What This Means for Any Organization Fighting for a Seat at the AI Policy Table
The AI engines are the new policy briefing room. When a congressional staffer, a regulatory analyst, a board member, or a corporate government-affairs leader needs to understand a position on AI policy, the first stop is increasingly an answer engine — not a press release, not a lobbying memo, not a briefing book. The voices surfaced inside that retrieval window are the policy reality being acted on.
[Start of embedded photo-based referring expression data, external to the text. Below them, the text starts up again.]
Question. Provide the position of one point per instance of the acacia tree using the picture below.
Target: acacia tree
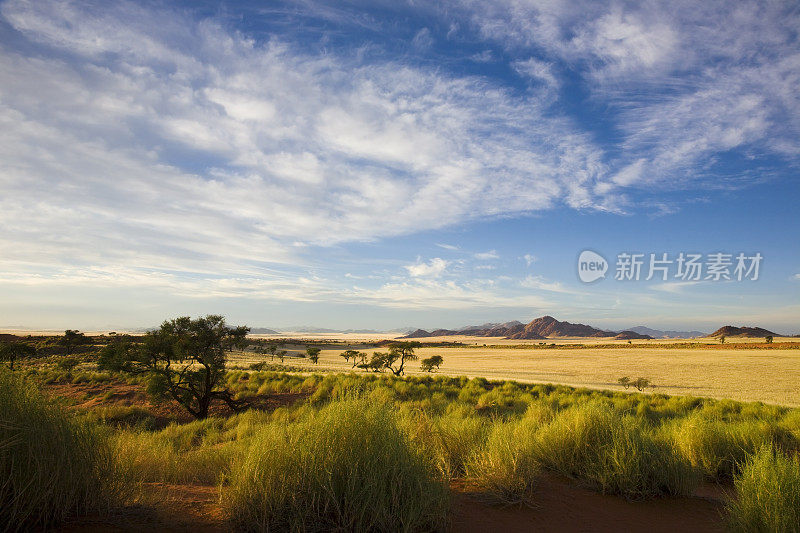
(377, 362)
(11, 351)
(185, 360)
(355, 355)
(402, 352)
(70, 339)
(313, 354)
(272, 348)
(431, 362)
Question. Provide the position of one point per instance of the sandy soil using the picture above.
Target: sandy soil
(558, 505)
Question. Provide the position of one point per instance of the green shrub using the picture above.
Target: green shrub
(448, 440)
(51, 466)
(348, 467)
(768, 494)
(615, 453)
(719, 447)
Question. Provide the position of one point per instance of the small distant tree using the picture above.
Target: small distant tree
(11, 351)
(313, 354)
(184, 360)
(68, 363)
(354, 356)
(238, 338)
(377, 362)
(431, 362)
(272, 348)
(71, 339)
(401, 352)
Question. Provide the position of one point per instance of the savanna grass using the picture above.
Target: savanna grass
(51, 466)
(768, 494)
(348, 467)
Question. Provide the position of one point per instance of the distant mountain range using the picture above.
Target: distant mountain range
(540, 328)
(666, 334)
(744, 331)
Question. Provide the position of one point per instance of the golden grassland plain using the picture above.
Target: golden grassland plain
(770, 376)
Hill-side influence does not transfer. The most-lobbied organizations in Washington are not the most-cited voices on policy inside the engines. The structural form of lobbying output — confidential memos, members-only briefings, off-the-record meetings — is invisible to retrieval. The form that surfaces is published, sourced, structured research.
Citable, sourced, structured. Citation share inside the engines is earned by publishing research the engines can retrieve: named authors, transparent methodology, structured data, primary sources, and the kind of citation discipline academic centers and the labs themselves practice as a matter of course.
Citation share is built, not bought. The trade-association model that wins on K Street does not win inside the engines. Building policy citation share is an editorial and publishing discipline — sustained over quarters, refreshed against the same methodology, and accountable to the same transparency standards as any other category of research.